I do not. But I am very interested to know the result of your negotiation. Please let us know what discount did you get. Thanks.


----------



## Julia (26 April 2007)

Garpal Gumnut said:


> Does anyone have any experience with negotiating commission with brokers.
> 
> I run a SMSF, 90% exposed to asx shares which I am planning to turn into cash quite soon.
> 
> ...




On what basis are you intending to try to negotiate?   i.e. for a negotiation to occur you have to have something to offer!


----------



## Garpal Gumnut (26 April 2007)

Julia said:


> On what basis are you intending to try to negotiate?   i.e. for a negotiation to occur you have to have something to offer!




Dear Julia,

I know what I mean when I negotiate the cost of a service with another person.

What is your definition so that I may assist you.

I suppose a larger parcel of shares worth more in commission for the broker than my normal transaction brokerage is what I mean. Does this help?

Garpal


----------



## tech/a (26 April 2007)

Garpel.

Unfortunately they are interested in turn over.
If your trading often say 50 trades a month over 30K a trade then they may be interested.

In the overall picture though Id have thought that longerterm SMSF holding would have commissions pale in significance to returns.


----------



## Garpal Gumnut (26 April 2007)

tech/a said:


> Garpel.
> 
> Unfortunately they are interested in turn over.
> If your trading often say 50 trades a month over 30K a trade then they may be interested.
> ...




Thanks Tech

That puts it nicely in context.
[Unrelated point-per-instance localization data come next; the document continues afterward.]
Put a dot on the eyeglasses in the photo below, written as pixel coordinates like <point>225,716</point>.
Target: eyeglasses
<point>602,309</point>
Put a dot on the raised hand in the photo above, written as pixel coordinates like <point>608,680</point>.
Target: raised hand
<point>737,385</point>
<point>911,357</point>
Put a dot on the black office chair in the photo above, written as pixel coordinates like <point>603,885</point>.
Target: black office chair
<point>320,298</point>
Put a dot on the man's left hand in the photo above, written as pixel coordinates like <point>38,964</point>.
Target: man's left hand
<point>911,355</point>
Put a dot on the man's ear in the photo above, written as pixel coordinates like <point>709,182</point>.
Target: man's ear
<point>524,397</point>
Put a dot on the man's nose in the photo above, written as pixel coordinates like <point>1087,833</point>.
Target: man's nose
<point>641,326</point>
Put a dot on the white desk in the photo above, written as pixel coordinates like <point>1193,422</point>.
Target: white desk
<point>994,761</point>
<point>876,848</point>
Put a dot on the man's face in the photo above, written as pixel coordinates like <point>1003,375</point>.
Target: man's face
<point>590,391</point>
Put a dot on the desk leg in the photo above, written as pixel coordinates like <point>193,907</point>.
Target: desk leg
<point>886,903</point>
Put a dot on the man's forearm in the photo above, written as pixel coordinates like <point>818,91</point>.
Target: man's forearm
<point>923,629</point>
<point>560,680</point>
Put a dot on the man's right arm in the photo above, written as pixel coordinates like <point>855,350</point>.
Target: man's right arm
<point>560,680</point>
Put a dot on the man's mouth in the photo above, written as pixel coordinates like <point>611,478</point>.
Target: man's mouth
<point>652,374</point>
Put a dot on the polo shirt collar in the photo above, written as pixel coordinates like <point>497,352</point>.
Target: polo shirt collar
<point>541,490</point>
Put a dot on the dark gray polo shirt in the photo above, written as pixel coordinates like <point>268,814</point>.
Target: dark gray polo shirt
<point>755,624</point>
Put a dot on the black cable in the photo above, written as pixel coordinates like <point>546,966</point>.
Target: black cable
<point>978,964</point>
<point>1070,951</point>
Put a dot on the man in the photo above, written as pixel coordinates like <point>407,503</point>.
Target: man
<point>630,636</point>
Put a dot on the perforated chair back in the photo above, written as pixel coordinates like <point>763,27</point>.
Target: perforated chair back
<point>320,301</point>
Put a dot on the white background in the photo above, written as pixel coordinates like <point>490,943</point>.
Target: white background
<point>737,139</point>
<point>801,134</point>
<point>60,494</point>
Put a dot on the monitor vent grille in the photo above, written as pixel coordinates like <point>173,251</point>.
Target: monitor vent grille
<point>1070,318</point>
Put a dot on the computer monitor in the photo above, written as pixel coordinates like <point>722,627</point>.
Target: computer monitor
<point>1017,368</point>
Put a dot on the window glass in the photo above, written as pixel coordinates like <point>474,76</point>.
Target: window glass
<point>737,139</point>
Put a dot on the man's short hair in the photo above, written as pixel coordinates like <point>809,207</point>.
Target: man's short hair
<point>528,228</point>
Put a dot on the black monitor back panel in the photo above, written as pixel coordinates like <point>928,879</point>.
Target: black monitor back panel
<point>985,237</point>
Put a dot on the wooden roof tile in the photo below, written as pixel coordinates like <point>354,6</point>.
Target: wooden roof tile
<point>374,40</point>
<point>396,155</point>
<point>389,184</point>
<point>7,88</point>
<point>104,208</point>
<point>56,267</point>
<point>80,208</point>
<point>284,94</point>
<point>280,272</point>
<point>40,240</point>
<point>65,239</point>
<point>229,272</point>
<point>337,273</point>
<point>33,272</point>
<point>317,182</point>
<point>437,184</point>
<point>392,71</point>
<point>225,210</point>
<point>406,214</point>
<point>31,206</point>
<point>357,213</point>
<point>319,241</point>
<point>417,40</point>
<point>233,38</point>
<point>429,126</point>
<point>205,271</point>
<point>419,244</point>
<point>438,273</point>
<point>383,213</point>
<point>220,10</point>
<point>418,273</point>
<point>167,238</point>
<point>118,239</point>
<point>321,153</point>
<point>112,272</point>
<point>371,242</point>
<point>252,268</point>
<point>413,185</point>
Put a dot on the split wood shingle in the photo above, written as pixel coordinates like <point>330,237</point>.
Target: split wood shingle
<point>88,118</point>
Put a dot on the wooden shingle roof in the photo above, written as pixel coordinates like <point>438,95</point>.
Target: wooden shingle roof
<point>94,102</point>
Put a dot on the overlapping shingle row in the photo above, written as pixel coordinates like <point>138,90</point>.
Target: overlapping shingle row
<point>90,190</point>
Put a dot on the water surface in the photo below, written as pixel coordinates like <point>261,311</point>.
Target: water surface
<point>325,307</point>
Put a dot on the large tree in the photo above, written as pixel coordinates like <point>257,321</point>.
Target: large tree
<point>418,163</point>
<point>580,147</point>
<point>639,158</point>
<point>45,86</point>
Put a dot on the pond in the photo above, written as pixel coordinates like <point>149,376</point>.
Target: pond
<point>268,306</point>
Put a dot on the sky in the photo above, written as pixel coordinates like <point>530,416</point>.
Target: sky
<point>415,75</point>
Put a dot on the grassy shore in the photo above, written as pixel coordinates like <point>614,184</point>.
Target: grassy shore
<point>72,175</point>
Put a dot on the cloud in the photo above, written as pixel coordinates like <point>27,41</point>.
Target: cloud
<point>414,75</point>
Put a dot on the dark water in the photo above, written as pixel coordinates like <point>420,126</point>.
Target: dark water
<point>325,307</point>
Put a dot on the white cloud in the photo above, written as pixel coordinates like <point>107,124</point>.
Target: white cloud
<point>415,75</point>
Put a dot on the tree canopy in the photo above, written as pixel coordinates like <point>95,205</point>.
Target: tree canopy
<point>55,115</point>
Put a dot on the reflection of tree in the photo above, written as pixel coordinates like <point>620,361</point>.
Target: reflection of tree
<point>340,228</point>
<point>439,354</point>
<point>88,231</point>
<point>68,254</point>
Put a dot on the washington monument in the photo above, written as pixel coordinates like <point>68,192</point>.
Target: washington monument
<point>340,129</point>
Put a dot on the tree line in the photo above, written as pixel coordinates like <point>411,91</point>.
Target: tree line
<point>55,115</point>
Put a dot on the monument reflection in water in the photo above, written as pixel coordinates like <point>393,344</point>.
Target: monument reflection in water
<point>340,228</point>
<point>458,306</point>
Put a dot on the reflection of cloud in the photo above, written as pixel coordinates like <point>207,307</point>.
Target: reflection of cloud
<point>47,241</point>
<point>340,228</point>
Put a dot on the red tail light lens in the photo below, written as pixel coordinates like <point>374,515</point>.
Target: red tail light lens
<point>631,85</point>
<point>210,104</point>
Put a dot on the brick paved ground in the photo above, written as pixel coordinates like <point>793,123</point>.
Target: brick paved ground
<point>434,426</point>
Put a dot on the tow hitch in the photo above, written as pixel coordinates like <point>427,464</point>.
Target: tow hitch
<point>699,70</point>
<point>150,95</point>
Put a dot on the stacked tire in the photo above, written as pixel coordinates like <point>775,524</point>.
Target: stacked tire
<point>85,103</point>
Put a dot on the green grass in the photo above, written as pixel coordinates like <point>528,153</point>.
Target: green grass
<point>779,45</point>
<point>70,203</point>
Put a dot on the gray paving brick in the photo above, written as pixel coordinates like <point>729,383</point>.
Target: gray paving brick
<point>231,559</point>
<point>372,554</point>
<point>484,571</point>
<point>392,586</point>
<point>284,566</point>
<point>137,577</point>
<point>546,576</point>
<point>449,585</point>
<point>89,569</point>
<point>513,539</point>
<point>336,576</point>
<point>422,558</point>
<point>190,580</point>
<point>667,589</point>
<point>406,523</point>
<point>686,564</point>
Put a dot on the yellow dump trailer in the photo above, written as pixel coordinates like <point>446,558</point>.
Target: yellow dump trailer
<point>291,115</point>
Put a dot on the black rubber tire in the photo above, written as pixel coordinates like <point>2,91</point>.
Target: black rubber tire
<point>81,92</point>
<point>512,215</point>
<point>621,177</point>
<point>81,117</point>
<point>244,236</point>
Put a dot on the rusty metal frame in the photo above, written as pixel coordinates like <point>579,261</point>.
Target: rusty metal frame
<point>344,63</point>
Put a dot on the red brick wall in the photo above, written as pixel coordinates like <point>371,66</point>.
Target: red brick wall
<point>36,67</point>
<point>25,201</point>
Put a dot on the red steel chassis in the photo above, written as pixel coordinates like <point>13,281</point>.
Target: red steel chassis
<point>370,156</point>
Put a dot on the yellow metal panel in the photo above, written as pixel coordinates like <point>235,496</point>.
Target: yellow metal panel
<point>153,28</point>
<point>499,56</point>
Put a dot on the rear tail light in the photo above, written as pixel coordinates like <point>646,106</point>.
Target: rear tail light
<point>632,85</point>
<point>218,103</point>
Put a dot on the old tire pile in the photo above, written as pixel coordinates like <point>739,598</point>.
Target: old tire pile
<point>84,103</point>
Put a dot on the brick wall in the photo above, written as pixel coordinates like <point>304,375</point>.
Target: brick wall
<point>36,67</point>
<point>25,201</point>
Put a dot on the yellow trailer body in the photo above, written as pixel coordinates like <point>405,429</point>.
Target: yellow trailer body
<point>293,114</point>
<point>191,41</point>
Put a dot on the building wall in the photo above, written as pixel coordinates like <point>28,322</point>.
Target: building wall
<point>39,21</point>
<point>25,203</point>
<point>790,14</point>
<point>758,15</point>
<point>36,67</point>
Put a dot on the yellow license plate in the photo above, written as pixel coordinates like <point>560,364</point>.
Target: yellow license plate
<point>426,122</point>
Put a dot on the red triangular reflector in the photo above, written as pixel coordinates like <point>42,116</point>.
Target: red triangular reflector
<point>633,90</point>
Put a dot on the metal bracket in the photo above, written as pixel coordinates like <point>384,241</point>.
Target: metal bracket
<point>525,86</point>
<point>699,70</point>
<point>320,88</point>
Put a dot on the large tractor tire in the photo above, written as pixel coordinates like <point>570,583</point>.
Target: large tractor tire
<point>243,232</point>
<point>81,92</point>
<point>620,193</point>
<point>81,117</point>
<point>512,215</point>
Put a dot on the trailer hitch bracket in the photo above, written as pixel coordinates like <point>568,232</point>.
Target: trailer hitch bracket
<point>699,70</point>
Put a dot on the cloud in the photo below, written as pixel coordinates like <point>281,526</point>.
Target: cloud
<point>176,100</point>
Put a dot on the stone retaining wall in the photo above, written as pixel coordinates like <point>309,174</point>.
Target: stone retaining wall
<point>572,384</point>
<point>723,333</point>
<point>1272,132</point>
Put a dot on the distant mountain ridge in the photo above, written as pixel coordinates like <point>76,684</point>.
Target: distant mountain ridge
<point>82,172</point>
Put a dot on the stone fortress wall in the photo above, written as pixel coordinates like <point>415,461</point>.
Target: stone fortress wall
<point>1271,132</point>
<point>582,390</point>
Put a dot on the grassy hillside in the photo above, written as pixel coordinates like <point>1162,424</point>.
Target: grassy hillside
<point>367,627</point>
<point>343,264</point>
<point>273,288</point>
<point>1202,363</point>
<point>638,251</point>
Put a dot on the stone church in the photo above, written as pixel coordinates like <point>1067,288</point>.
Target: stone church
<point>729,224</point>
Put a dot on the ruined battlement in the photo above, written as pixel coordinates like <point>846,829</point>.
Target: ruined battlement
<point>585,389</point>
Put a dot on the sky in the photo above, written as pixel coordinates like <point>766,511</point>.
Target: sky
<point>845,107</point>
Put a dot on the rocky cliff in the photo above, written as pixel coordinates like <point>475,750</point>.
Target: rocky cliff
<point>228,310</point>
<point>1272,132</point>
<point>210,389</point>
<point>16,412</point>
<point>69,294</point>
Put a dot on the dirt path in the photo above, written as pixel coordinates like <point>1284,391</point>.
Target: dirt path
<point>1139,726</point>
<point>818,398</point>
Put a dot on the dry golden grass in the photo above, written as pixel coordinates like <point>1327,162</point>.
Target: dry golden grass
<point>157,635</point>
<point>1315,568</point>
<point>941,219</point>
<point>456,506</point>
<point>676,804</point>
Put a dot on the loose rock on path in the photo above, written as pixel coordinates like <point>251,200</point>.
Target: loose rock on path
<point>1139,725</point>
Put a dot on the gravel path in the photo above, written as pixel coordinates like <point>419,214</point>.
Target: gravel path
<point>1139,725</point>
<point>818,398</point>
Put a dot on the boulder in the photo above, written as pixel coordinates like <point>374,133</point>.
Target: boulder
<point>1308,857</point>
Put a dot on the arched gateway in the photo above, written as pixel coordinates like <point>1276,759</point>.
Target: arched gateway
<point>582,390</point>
They are after turnover and not in amount of single portfolio sale. 

Agree re commissions, but ancestors from Cavan, a county in Ireland poor and godforsaken with people more mean than the dourest skinflint Scot. 

I'll see what I can negotiate and let the forum know.

Garpal


----------



## Julia (26 April 2007)

Garpal Gumnut said:


> Dear Julia,
> 
> I know what I mean when I negotiate the cost of a service with another person.
> 
> ...




I imagined that was what you meant and, as Tech has pointed out, that's probably fairly unlikely to mean too much to them.  Good on yer for trying though.  Your ancestors would be proud.

Good luck.


----------



## yonnie (13 July 2007)

join Interactive Brokers for a good deal.

0.8% over order value with a minimum of $6 per trade.


----------